By the time he’d made the next right at the end of the block, then darted left down the alley of the little university corner store that sold two-dollar packs of Camel Lights and dipped thru the next alley leading back towards Speare Hall…
he knew he’d made it…
however, being still only nine months removed from his high school track distance-running career, he kept moving because he could and there was no need to slow down or relax now, at least not until he reached the steps of Stetson Hall East, dug into his pockets then inserted a key.
He was wheezing as he made it past the sober strange kids in the common area watching The Honeymooners like it was a new show, made it back up to his buddy Mike’s room because he knew his roommate would be gone, while also knowing if the authorities did come for him he’d be able to hear it all happen from the sanctity of the next room over.
When Bomb entered the second floor by the common room right next door to the dorm room he actually lived, slamming his fist on the door with authority, alerting his likely very-tentative good friend/next-door-neighbor to open the door, all Bomb could muster was:
“YO!!!………MIKE!!!……*huff, then puff*…..OPEN UP!!! QUICK!!!!”
Michael Simard obliged, as he always did during those days.
Bomb nearly fell thru the no-longer-holding-him-back, steel Northeastern door, and nearly fell while wiggling his way inside.
“Dude…what the fuck?!?” a confused Michael said, as his decidedly new and unfamiliar female company looked on at the scene in a state of shock and horror.
*still unable to breathe or speak full sentences*
“Fish-bone…” was all Bomb could muster before just stop-drop-and-rolling to the right of the door into a good cozy hiding space.
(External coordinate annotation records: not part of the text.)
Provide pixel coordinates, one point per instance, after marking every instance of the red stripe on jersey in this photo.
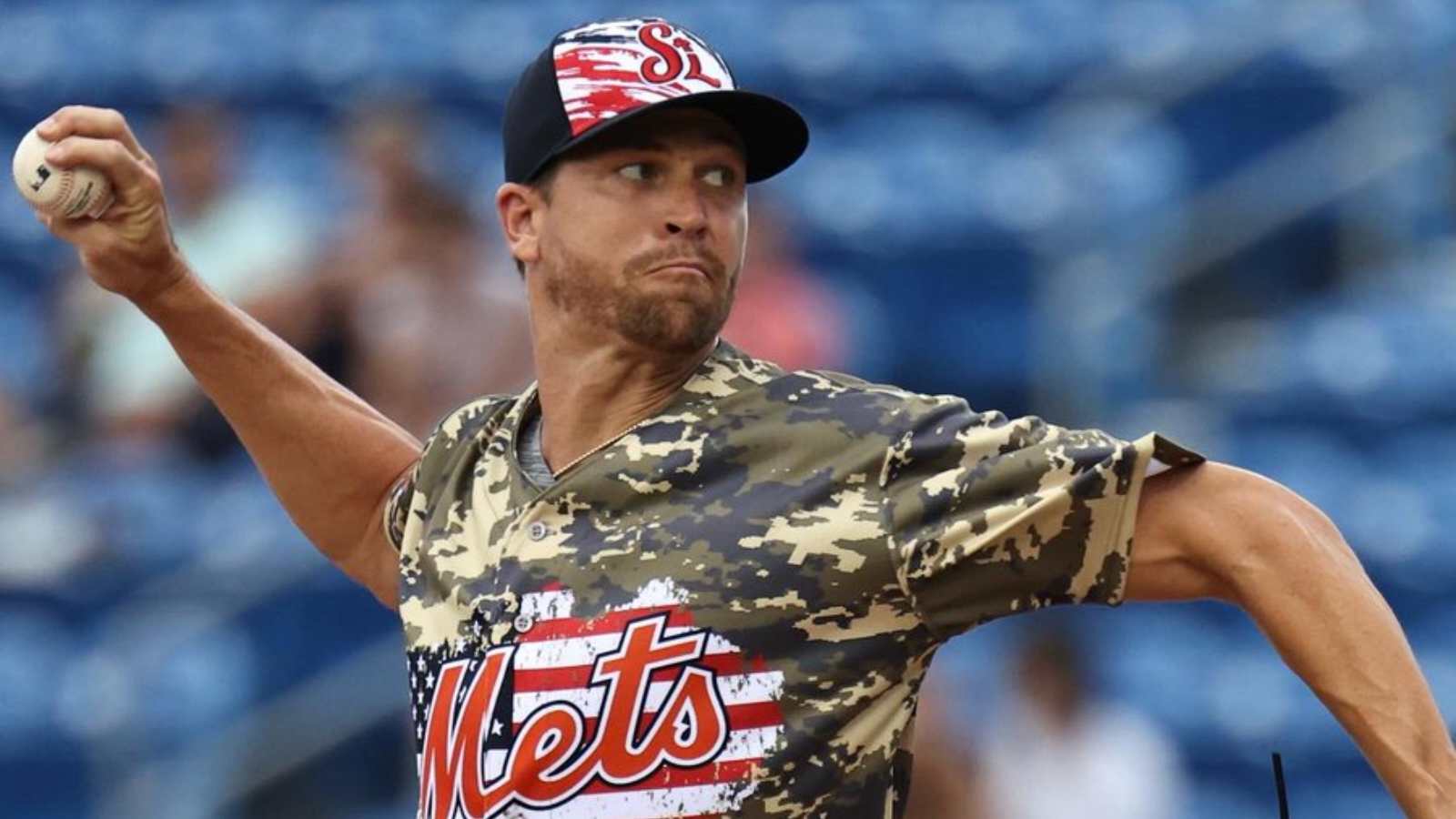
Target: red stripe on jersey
(611, 622)
(669, 777)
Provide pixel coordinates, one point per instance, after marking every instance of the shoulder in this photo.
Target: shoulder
(462, 428)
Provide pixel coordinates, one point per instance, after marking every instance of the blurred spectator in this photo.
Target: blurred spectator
(249, 245)
(945, 777)
(1060, 751)
(429, 321)
(25, 442)
(784, 312)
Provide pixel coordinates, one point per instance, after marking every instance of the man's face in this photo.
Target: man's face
(644, 230)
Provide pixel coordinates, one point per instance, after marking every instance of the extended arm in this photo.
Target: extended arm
(1220, 532)
(327, 453)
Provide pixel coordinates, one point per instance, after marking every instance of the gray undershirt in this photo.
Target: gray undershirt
(529, 450)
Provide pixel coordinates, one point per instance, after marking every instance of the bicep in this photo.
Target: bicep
(375, 562)
(1194, 531)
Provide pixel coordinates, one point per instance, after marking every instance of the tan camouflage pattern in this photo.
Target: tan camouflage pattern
(837, 530)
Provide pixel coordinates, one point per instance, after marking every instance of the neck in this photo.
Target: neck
(593, 394)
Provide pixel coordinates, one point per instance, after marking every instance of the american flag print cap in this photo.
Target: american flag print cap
(599, 75)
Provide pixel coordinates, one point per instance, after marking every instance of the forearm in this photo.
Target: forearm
(327, 453)
(1314, 601)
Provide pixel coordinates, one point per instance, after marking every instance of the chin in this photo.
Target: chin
(673, 327)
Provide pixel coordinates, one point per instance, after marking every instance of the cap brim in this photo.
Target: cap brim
(774, 133)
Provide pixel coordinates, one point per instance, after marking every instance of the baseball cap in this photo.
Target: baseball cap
(601, 75)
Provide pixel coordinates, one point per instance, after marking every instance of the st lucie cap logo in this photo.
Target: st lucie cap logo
(612, 67)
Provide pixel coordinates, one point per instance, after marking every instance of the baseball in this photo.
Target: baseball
(60, 191)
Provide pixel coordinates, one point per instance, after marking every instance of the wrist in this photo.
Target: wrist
(167, 288)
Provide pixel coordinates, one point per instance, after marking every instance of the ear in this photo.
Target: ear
(519, 207)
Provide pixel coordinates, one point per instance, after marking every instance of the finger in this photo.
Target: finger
(128, 177)
(86, 121)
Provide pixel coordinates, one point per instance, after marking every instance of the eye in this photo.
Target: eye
(637, 172)
(718, 177)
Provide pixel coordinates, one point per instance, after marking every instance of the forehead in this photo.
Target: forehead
(664, 130)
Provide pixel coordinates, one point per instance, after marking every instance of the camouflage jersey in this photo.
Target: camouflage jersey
(730, 608)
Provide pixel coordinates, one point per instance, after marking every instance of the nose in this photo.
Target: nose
(686, 213)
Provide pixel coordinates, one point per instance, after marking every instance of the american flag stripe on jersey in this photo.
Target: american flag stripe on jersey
(608, 69)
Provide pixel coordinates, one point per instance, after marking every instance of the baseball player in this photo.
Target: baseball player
(674, 581)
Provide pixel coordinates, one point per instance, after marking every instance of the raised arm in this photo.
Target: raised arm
(327, 453)
(1222, 532)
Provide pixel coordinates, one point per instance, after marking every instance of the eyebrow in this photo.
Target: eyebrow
(648, 142)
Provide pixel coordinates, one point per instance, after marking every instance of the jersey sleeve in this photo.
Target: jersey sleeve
(992, 516)
(411, 494)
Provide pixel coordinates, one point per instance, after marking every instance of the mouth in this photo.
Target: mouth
(682, 268)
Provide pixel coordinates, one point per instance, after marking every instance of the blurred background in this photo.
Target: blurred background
(1228, 220)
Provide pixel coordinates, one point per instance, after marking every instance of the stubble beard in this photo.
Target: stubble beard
(652, 321)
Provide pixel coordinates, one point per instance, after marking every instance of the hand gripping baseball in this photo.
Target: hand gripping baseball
(130, 248)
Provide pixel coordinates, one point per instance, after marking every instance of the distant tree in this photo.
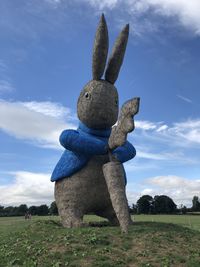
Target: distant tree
(42, 210)
(53, 208)
(1, 211)
(133, 209)
(33, 210)
(195, 204)
(10, 211)
(21, 210)
(164, 204)
(144, 204)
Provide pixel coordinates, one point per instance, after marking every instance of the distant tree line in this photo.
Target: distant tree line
(145, 205)
(162, 205)
(21, 210)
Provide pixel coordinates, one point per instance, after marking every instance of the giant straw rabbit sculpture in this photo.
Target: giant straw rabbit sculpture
(80, 184)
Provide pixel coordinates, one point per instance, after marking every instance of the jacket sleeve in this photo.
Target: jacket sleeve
(76, 142)
(125, 152)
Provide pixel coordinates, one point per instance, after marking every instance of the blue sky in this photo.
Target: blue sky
(45, 60)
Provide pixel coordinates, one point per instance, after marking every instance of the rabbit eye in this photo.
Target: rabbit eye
(87, 95)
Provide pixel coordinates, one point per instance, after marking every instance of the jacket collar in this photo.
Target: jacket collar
(102, 133)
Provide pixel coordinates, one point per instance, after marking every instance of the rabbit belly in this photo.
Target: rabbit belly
(83, 192)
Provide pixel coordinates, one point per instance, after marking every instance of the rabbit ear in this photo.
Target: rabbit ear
(100, 49)
(116, 59)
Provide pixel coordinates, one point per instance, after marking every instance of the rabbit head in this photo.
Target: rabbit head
(98, 105)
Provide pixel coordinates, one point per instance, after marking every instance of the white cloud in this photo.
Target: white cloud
(5, 86)
(186, 99)
(180, 134)
(39, 122)
(48, 108)
(145, 125)
(186, 12)
(187, 132)
(27, 188)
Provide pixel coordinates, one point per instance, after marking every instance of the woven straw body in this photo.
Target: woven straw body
(85, 191)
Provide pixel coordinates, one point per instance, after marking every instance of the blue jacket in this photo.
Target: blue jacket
(81, 144)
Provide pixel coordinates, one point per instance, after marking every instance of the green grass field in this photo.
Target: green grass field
(150, 242)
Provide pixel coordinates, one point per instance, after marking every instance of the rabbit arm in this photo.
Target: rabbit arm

Michael later told Bomb about the campus police, who circled their parking lot outside the window from where both slept on the floor two of Stetson Hall East.
But Bomb had by then already found himself laying atop a laundry bag and pile of seemingly fresh-scented towels that Mike’s out-of-town-roommate Donovan had left there, all while Bomb was laying in his closet hiding from The Beast.
And when he woke up in that same space between the door’s threshold and Room 210’s right side closet the next morning, Bomb didn’t complain in the least.
Because he’d made it thru that potential Hell, still living to tell, while his number of stories continued to rise like yeast.